Effect of applied stress on remagnetization and magnetization profile of Co–Si–B amorphous wire

Abstract

Effect of the tensile stress, σ, on hysteresis loops of Co 72.5Si 12.5B 15 conventional (120 μm) amorphous wires with different length, l, (2⩽ l⩽10 cm) have been measured at the amplitude of applied field just above the switching field. The character of the hysteresis loops change drastically with the sample length, being attributed to the existence of a critical length, l c , found to be around 4 cm. Measurements performed by a short movable coil permit to obtain dependence of remanent magnetization, μ 0 M r, and coercivity, H c, on the position of this coil, L. At l> l c μ 0 M r( σ) dependence first shows a decrease and then increases with σ. Local hysteresis loops at l< l c without stress do not show a rectangular character even in the central region.
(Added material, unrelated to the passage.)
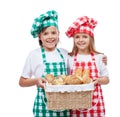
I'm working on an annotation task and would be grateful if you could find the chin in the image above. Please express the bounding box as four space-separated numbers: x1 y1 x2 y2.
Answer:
47 46 56 51
48 43 56 47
It was found that by increasing the applied stresses initially, the flat local hysteresis loop measured for L=1.5 cm (at l=3 cm) becomes rectangular. This means that the application of tensile stress reduces the penetration depth of the closure domains, which results in the decreasing of the critical length. Stress dependence of μ 0 M r and H c should be understood in terms of the competition of magnetostatic and magnetoelastic energies. The correlation of the critical length with the magnetic anisotropies (i.e. magnetoelastic and shape anisotropies) is discussed.